Intellectual Merit : The proposed collaborative effort will result in the potentially transformative discovery of a new and unique passive surface drag control methodology derived from butterfly scales functioning at the micro-scale level. Proposed work will test our working hypothesis that local surface drag alteration results in reduced energy requirements for butterflies in flapping and gliding flight. Additional work will better elucidate the surface drag alteration and corresponding vortex control for fluid dynamic confirmation of the hypothesized mechanisms for increased aerodynamic efficiency. This fundamental understanding will advance knowledge for the ultimate use of a butterfly-inspired surface patterning for other engineering applications.

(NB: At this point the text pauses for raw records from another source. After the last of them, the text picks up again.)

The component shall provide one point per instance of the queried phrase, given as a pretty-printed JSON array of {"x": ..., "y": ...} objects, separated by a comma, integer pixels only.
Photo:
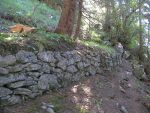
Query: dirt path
[{"x": 111, "y": 92}]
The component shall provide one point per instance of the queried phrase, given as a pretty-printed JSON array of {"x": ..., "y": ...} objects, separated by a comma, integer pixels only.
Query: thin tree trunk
[
  {"x": 65, "y": 25},
  {"x": 141, "y": 49},
  {"x": 77, "y": 32}
]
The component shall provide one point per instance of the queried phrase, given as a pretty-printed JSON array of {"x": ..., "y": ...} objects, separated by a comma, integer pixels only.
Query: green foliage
[
  {"x": 97, "y": 45},
  {"x": 47, "y": 35},
  {"x": 31, "y": 12},
  {"x": 56, "y": 101}
]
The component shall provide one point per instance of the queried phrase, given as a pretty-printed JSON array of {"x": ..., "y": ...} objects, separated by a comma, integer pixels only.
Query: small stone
[
  {"x": 16, "y": 84},
  {"x": 80, "y": 65},
  {"x": 26, "y": 57},
  {"x": 62, "y": 64},
  {"x": 16, "y": 68},
  {"x": 11, "y": 78},
  {"x": 7, "y": 60},
  {"x": 44, "y": 107},
  {"x": 123, "y": 109},
  {"x": 47, "y": 57},
  {"x": 50, "y": 110},
  {"x": 33, "y": 67},
  {"x": 4, "y": 71},
  {"x": 23, "y": 91},
  {"x": 4, "y": 92},
  {"x": 72, "y": 69}
]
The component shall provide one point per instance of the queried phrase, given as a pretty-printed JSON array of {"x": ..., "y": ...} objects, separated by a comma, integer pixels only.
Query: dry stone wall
[{"x": 27, "y": 75}]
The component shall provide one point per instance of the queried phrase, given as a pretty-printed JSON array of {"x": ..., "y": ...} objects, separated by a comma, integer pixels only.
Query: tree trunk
[
  {"x": 65, "y": 25},
  {"x": 77, "y": 30},
  {"x": 141, "y": 49}
]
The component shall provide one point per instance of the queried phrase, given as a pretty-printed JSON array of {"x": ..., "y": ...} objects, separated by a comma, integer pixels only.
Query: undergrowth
[
  {"x": 31, "y": 12},
  {"x": 91, "y": 43}
]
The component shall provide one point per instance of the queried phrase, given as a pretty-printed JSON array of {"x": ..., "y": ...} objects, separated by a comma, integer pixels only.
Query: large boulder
[
  {"x": 47, "y": 57},
  {"x": 5, "y": 92},
  {"x": 23, "y": 91},
  {"x": 138, "y": 71},
  {"x": 11, "y": 78},
  {"x": 7, "y": 60},
  {"x": 26, "y": 57},
  {"x": 48, "y": 81},
  {"x": 16, "y": 68},
  {"x": 33, "y": 67},
  {"x": 3, "y": 71},
  {"x": 72, "y": 69},
  {"x": 62, "y": 64},
  {"x": 10, "y": 100}
]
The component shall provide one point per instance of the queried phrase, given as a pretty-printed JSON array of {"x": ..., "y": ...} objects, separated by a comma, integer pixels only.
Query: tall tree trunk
[
  {"x": 79, "y": 19},
  {"x": 141, "y": 49},
  {"x": 65, "y": 25}
]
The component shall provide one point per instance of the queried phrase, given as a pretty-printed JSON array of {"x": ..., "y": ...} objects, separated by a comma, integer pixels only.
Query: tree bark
[{"x": 65, "y": 25}]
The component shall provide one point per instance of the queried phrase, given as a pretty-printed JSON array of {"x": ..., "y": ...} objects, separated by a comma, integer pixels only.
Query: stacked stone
[{"x": 27, "y": 75}]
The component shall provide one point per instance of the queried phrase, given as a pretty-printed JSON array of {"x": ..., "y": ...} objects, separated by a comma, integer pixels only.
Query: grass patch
[
  {"x": 35, "y": 13},
  {"x": 97, "y": 45}
]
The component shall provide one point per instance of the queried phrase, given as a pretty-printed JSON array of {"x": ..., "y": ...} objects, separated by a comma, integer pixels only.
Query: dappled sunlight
[{"x": 81, "y": 96}]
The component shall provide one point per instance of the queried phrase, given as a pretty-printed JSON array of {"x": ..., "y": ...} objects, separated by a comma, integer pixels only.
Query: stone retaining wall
[{"x": 27, "y": 75}]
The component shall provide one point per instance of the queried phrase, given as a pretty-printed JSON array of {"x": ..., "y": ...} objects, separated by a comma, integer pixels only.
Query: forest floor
[{"x": 111, "y": 92}]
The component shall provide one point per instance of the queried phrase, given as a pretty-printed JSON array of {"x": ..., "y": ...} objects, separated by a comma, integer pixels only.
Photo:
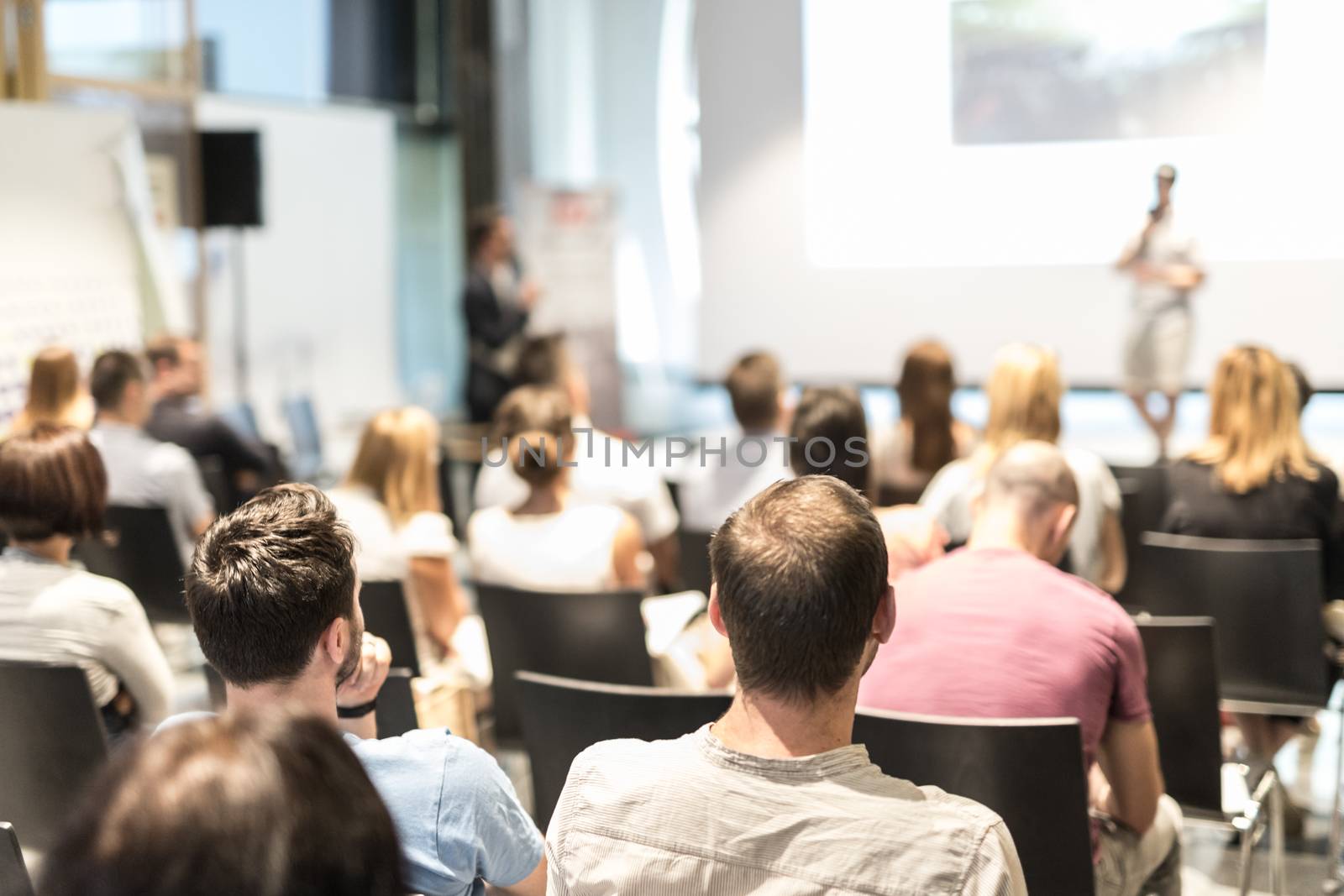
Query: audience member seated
[
  {"x": 996, "y": 631},
  {"x": 743, "y": 463},
  {"x": 51, "y": 492},
  {"x": 774, "y": 797},
  {"x": 143, "y": 470},
  {"x": 1025, "y": 394},
  {"x": 550, "y": 540},
  {"x": 602, "y": 470},
  {"x": 1256, "y": 479},
  {"x": 390, "y": 500},
  {"x": 179, "y": 417},
  {"x": 55, "y": 392},
  {"x": 273, "y": 597},
  {"x": 927, "y": 438},
  {"x": 242, "y": 805}
]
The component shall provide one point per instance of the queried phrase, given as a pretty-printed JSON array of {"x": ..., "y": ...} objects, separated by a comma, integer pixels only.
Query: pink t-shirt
[{"x": 999, "y": 634}]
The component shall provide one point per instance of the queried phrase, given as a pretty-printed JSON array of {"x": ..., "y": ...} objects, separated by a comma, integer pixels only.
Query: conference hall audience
[
  {"x": 773, "y": 795},
  {"x": 550, "y": 540},
  {"x": 273, "y": 598},
  {"x": 55, "y": 392},
  {"x": 391, "y": 501},
  {"x": 604, "y": 470},
  {"x": 141, "y": 470},
  {"x": 927, "y": 437},
  {"x": 268, "y": 805},
  {"x": 995, "y": 631},
  {"x": 53, "y": 490},
  {"x": 745, "y": 461},
  {"x": 1025, "y": 392},
  {"x": 181, "y": 417}
]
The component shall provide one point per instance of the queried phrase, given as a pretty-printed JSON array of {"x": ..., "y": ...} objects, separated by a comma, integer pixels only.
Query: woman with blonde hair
[
  {"x": 1025, "y": 392},
  {"x": 549, "y": 542},
  {"x": 55, "y": 392},
  {"x": 390, "y": 500},
  {"x": 927, "y": 437}
]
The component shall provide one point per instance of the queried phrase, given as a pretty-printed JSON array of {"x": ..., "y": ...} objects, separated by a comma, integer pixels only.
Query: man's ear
[
  {"x": 885, "y": 620},
  {"x": 716, "y": 611}
]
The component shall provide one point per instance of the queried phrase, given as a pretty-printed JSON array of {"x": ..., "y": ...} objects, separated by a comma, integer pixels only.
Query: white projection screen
[{"x": 875, "y": 172}]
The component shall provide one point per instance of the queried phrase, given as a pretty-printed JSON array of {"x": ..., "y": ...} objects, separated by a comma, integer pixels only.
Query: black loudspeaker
[{"x": 230, "y": 168}]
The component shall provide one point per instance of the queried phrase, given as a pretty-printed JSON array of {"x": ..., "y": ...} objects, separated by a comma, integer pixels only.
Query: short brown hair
[
  {"x": 266, "y": 580},
  {"x": 51, "y": 483},
  {"x": 754, "y": 385},
  {"x": 800, "y": 570}
]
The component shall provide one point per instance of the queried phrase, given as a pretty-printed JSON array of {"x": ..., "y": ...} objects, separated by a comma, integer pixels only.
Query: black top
[{"x": 1294, "y": 508}]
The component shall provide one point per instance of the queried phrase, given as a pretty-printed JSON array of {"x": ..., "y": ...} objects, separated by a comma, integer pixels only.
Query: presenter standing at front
[{"x": 1164, "y": 265}]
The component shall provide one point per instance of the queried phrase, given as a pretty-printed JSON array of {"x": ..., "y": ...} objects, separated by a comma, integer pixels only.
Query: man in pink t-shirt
[{"x": 998, "y": 631}]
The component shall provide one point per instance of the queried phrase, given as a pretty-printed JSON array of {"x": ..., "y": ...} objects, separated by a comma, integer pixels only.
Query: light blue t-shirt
[{"x": 456, "y": 813}]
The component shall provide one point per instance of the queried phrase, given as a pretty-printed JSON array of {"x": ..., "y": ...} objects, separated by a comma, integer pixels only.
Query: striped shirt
[{"x": 690, "y": 815}]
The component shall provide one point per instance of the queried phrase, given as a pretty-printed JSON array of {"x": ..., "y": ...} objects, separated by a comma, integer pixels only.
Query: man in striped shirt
[{"x": 774, "y": 799}]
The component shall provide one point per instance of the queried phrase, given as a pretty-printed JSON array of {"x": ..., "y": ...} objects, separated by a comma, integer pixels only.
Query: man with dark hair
[
  {"x": 496, "y": 304},
  {"x": 273, "y": 598},
  {"x": 734, "y": 466},
  {"x": 143, "y": 470},
  {"x": 774, "y": 797},
  {"x": 1000, "y": 605}
]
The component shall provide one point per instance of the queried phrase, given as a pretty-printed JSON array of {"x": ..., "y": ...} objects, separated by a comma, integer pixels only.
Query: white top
[
  {"x": 954, "y": 488},
  {"x": 55, "y": 613},
  {"x": 144, "y": 472},
  {"x": 566, "y": 551},
  {"x": 605, "y": 472}
]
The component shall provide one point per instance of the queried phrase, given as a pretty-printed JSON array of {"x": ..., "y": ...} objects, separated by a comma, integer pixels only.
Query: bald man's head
[{"x": 1030, "y": 500}]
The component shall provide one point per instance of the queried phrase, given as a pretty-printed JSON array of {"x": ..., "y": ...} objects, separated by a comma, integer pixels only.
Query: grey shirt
[{"x": 690, "y": 815}]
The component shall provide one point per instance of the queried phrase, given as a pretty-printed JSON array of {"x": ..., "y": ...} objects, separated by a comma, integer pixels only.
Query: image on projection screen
[{"x": 1046, "y": 70}]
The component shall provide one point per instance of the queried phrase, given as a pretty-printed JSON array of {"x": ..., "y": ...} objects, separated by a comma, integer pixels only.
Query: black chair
[
  {"x": 1267, "y": 600},
  {"x": 13, "y": 872},
  {"x": 696, "y": 560},
  {"x": 562, "y": 718},
  {"x": 51, "y": 743},
  {"x": 396, "y": 712},
  {"x": 139, "y": 550},
  {"x": 387, "y": 616},
  {"x": 1030, "y": 772},
  {"x": 591, "y": 637},
  {"x": 1144, "y": 496}
]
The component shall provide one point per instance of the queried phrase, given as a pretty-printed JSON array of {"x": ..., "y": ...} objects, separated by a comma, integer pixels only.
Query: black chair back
[
  {"x": 139, "y": 550},
  {"x": 696, "y": 560},
  {"x": 51, "y": 743},
  {"x": 13, "y": 872},
  {"x": 396, "y": 712},
  {"x": 1030, "y": 772},
  {"x": 591, "y": 637},
  {"x": 1265, "y": 598},
  {"x": 387, "y": 616},
  {"x": 1144, "y": 496},
  {"x": 562, "y": 718},
  {"x": 1183, "y": 692}
]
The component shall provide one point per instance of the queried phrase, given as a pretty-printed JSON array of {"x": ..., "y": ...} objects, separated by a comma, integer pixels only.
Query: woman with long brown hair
[{"x": 927, "y": 437}]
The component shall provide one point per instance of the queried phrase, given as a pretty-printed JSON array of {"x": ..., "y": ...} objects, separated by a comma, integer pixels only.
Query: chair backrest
[
  {"x": 1267, "y": 600},
  {"x": 696, "y": 560},
  {"x": 562, "y": 718},
  {"x": 1183, "y": 694},
  {"x": 1144, "y": 495},
  {"x": 13, "y": 872},
  {"x": 396, "y": 712},
  {"x": 139, "y": 550},
  {"x": 51, "y": 741},
  {"x": 387, "y": 616},
  {"x": 591, "y": 637},
  {"x": 1027, "y": 770}
]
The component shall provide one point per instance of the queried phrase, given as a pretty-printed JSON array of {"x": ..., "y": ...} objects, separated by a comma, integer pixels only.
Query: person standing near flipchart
[{"x": 496, "y": 302}]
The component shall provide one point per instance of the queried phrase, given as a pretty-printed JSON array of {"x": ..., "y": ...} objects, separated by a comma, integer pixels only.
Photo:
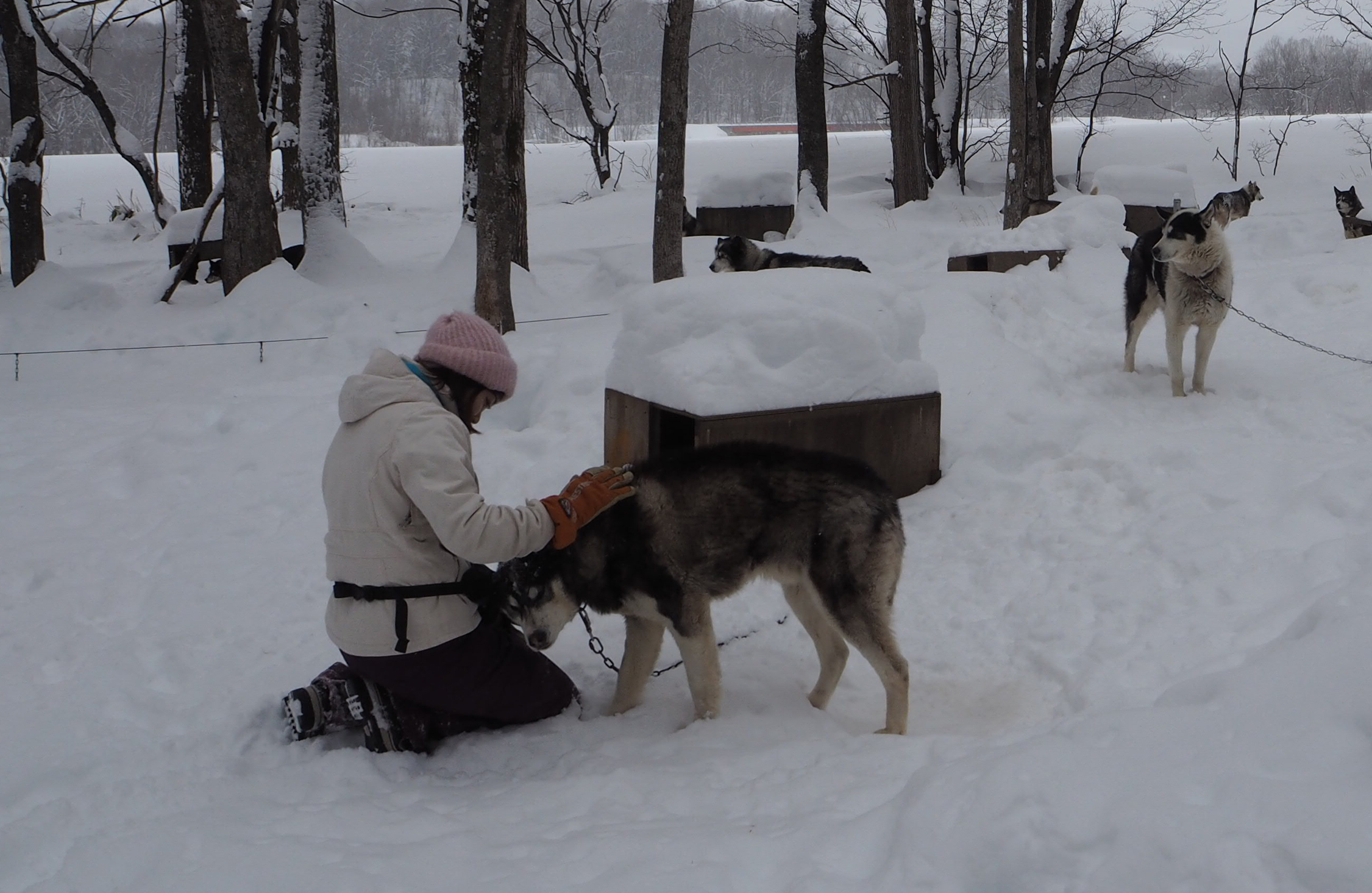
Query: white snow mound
[
  {"x": 747, "y": 342},
  {"x": 183, "y": 226},
  {"x": 1146, "y": 184},
  {"x": 1091, "y": 221},
  {"x": 775, "y": 187}
]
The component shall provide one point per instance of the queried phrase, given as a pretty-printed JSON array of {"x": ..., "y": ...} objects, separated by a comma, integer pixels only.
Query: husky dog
[
  {"x": 1231, "y": 206},
  {"x": 1346, "y": 204},
  {"x": 734, "y": 254},
  {"x": 1184, "y": 269},
  {"x": 703, "y": 524}
]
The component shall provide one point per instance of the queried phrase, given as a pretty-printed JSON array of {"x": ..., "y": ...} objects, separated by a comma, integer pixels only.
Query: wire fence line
[{"x": 260, "y": 342}]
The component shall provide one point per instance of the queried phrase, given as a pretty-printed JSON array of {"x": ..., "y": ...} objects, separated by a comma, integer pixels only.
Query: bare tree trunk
[
  {"x": 320, "y": 165},
  {"x": 469, "y": 76},
  {"x": 250, "y": 238},
  {"x": 909, "y": 180},
  {"x": 128, "y": 146},
  {"x": 497, "y": 216},
  {"x": 811, "y": 113},
  {"x": 24, "y": 182},
  {"x": 928, "y": 88},
  {"x": 193, "y": 110},
  {"x": 670, "y": 205},
  {"x": 288, "y": 139},
  {"x": 515, "y": 140}
]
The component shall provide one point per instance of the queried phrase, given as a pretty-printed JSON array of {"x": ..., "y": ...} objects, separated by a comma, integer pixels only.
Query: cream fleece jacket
[{"x": 405, "y": 508}]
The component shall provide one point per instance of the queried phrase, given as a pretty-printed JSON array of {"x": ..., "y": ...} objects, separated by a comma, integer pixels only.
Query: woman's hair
[{"x": 464, "y": 390}]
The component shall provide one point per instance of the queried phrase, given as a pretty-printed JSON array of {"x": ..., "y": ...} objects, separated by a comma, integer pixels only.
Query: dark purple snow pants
[{"x": 485, "y": 680}]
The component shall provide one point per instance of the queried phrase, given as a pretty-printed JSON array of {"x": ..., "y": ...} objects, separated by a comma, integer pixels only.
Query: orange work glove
[{"x": 585, "y": 497}]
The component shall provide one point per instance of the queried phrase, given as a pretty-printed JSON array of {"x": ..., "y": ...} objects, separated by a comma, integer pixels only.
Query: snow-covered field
[{"x": 1139, "y": 627}]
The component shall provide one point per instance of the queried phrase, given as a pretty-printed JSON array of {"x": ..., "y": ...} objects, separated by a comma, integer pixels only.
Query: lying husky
[
  {"x": 1348, "y": 205},
  {"x": 734, "y": 254},
  {"x": 1231, "y": 206},
  {"x": 706, "y": 523},
  {"x": 1184, "y": 269}
]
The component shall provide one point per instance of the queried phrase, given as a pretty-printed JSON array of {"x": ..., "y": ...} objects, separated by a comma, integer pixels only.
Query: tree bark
[
  {"x": 515, "y": 140},
  {"x": 499, "y": 174},
  {"x": 320, "y": 166},
  {"x": 24, "y": 185},
  {"x": 194, "y": 112},
  {"x": 250, "y": 237},
  {"x": 125, "y": 144},
  {"x": 811, "y": 113},
  {"x": 469, "y": 76},
  {"x": 1037, "y": 58},
  {"x": 670, "y": 205},
  {"x": 929, "y": 88},
  {"x": 909, "y": 179},
  {"x": 288, "y": 139}
]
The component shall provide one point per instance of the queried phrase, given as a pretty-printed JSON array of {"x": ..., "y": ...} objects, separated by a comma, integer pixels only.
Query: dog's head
[
  {"x": 1346, "y": 202},
  {"x": 731, "y": 255},
  {"x": 1183, "y": 231},
  {"x": 534, "y": 597}
]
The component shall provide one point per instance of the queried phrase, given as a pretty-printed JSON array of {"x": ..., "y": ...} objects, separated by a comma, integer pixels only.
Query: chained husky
[
  {"x": 706, "y": 523},
  {"x": 1184, "y": 269},
  {"x": 734, "y": 254}
]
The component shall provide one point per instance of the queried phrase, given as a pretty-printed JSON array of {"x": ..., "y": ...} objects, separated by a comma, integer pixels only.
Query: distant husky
[
  {"x": 1184, "y": 269},
  {"x": 703, "y": 524},
  {"x": 1231, "y": 206},
  {"x": 1346, "y": 204},
  {"x": 734, "y": 254}
]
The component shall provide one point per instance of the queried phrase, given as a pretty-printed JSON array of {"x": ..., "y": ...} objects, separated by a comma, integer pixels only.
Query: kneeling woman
[{"x": 409, "y": 537}]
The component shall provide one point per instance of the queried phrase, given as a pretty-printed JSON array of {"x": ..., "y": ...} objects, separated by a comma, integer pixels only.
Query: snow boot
[
  {"x": 382, "y": 727},
  {"x": 320, "y": 707}
]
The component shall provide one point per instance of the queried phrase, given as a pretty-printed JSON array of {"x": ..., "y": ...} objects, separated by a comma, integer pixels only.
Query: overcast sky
[{"x": 1231, "y": 25}]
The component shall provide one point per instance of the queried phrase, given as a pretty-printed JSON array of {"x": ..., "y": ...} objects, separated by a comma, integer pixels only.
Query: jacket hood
[{"x": 383, "y": 382}]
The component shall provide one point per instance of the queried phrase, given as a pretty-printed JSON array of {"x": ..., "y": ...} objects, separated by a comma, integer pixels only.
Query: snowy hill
[{"x": 1138, "y": 626}]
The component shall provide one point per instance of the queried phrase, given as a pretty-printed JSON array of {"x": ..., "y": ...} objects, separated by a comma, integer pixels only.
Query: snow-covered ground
[{"x": 1139, "y": 627}]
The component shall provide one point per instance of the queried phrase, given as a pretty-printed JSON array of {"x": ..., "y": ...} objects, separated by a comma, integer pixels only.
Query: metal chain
[
  {"x": 599, "y": 648},
  {"x": 1290, "y": 338}
]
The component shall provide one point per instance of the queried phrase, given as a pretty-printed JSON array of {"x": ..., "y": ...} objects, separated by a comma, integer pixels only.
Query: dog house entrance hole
[{"x": 674, "y": 432}]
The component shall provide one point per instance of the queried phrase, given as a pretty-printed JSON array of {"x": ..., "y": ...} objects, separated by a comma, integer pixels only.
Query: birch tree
[
  {"x": 24, "y": 177},
  {"x": 670, "y": 205},
  {"x": 569, "y": 37},
  {"x": 77, "y": 76},
  {"x": 1040, "y": 35},
  {"x": 319, "y": 129},
  {"x": 909, "y": 179},
  {"x": 250, "y": 237},
  {"x": 811, "y": 113},
  {"x": 500, "y": 222},
  {"x": 193, "y": 98},
  {"x": 1263, "y": 15}
]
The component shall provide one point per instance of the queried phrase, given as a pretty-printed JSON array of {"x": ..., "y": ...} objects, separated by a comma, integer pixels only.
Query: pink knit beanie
[{"x": 472, "y": 347}]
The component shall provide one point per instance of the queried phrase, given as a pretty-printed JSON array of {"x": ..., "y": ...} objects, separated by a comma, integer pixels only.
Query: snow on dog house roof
[
  {"x": 183, "y": 226},
  {"x": 774, "y": 187},
  {"x": 778, "y": 339},
  {"x": 1146, "y": 184}
]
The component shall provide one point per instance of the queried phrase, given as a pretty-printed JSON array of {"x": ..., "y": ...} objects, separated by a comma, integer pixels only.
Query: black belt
[{"x": 398, "y": 594}]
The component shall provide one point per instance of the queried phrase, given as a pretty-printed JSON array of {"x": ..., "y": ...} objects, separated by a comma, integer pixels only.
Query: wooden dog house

Broader Impacts : Innovations in the field of boundary layer control are needed to provide efficient methodologies to decrease drag (resulting in increased payload, range or fuel savings) for MAVs as well as higher Re applications. A unique, bioinspired technology in the form of a passive microgeometry leading to drag reduction has the potential to impact this area of research with future applications with increased energy conservation and flow control. The discovery of the biological aerodynamic function of butterfly scales would also result. In addition, the proposed study involves a number of other beneficial outcomes including the training of students at all levels and broad dissemination of results in journals/conference proceedings and the public media (e.g. National Geographic Online). Undergraduate student involvement will take place through REU participation with a focus on involving underrepresented groups. Bio-inspired engineering is an excellent topic for public outreach, and butterflies generate a high level of interest.